When I first wrote about this documentary project almost a year ago, it had the working title, "Footplay". At the time, it was still a work in progress, waiting for post-production and finishing.

Now it's finished, titled "Pelada", and scheduled to be premiered in March at Austin's own SXSW Film festival.

Here's the description from the film's website:
Two players. 25 countries. One game.

Away from professional stadiums, bright lights, and manicured fields, there’s another side of soccer. Tucked away on alleys, side streets, and concrete courts, people play in improvised games. Every country has a different word for it. In the United States, we call it “pick-up soccer.” In Trinidad, it's "taking a sweat." In England, it's "having a kick-about." In Brazil, the word is “pelada,” which literally means "naked"—the game stripped down to its core. It’s the version of the game played by anyone, anywhere—and it’s a window into lives all around the world.

Pelada is a documentary following Luke and Gwendolyn, two former college soccer stars who didn’t quite make it to the pros. Not ready for it to be over, they take off, chasing the game. From prisoners in Bolivia to moonshine brewers in Kenya, from freestylers in China to women who play in hijab in Iran, Pelada is the story of the people who play.

They're not kidding about the globe-spanning scope of this movie. Some of the locales you'll see in the film (and in the trailer below): Ghana, Uruguay, Iran, France, South Africa, Brazil, Hungary, Kenya, Bolivia, Togo, Argentina, Egypt, China and Peru.

Sports Illustrated columnist and "The Beckham Experiment" author Grant Wahl has this to say about the film:
But what elevates Pelada from a cute highlight travelogue to something more resonant is the filmmakers' ability to find compelling stories and earn the trust of their interview subjects. "Once you play a game with someone, interview doesn't seem like the appropriate word," says [Gwendolyn] Oxenham. "There's this level of intimacy that you don't get if you don't play soccer. Every place we went, you're then invited into their homes. Everyone's mother wants to cook for you."

"[Playing soccer] would change the situation from being an outsider having an interview with them to having a conversation with a friend," adds [Luke] Boughen.
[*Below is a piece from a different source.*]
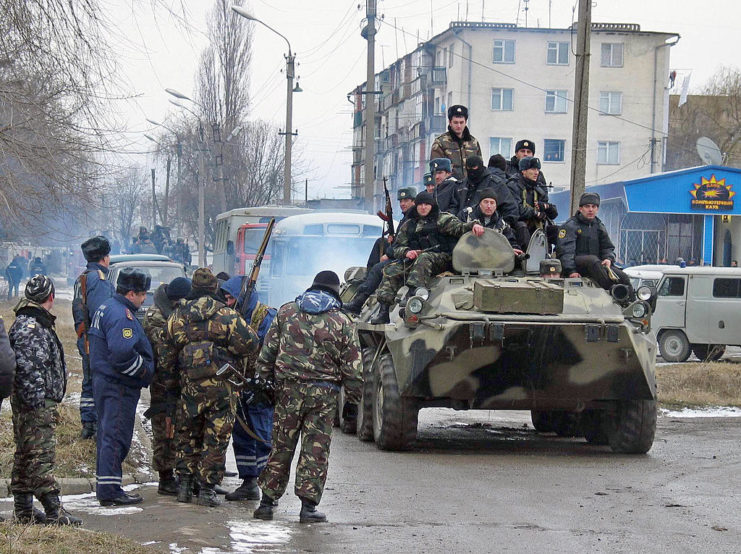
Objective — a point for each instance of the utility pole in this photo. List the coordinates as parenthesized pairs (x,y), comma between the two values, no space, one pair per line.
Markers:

The result is a film that combines eye-popping cinematography (by co-directors Rebekah Fergusson and Ryan White) with human stories: the dreams of a teenage Brazilian girl nicknamed Ronaldinha; a lunchtime kickabout among workers building the Cape Town World Cup stadium; and an Italian writer who pens love poems to the sport. A tense game between Arabs and Jews in Jerusalem reveals the benefits (and very real challenges) that come with the sport.

Pelada on Vimeo.


I hope it won't be long before this movie gets wider distribution and returns to town in "regular" theaters. For now, don't miss your chance to catch it during SXSW. As the schedule shows, it's playing on March 14, 15 and 19. (I'm personally thrilled about the third showing; I'll be out of town earlier that week and will miss the first two.) Having a SXSW pass isn't required to see the film, though it is first-come, first-served. If you're lucky, you might even make an evening of it on the 14th, after the Aztex-Dynamo pre-season match.

One last nice note about the production, from Wahl's article:
Yet being accepted into a major film festival isn't the only news for Oxenham and Boughen. After crisscrossing the globe together, they're getting married in June. Part of their honeymoon may involve a screening of Pelada in Cape Town during the World Cup.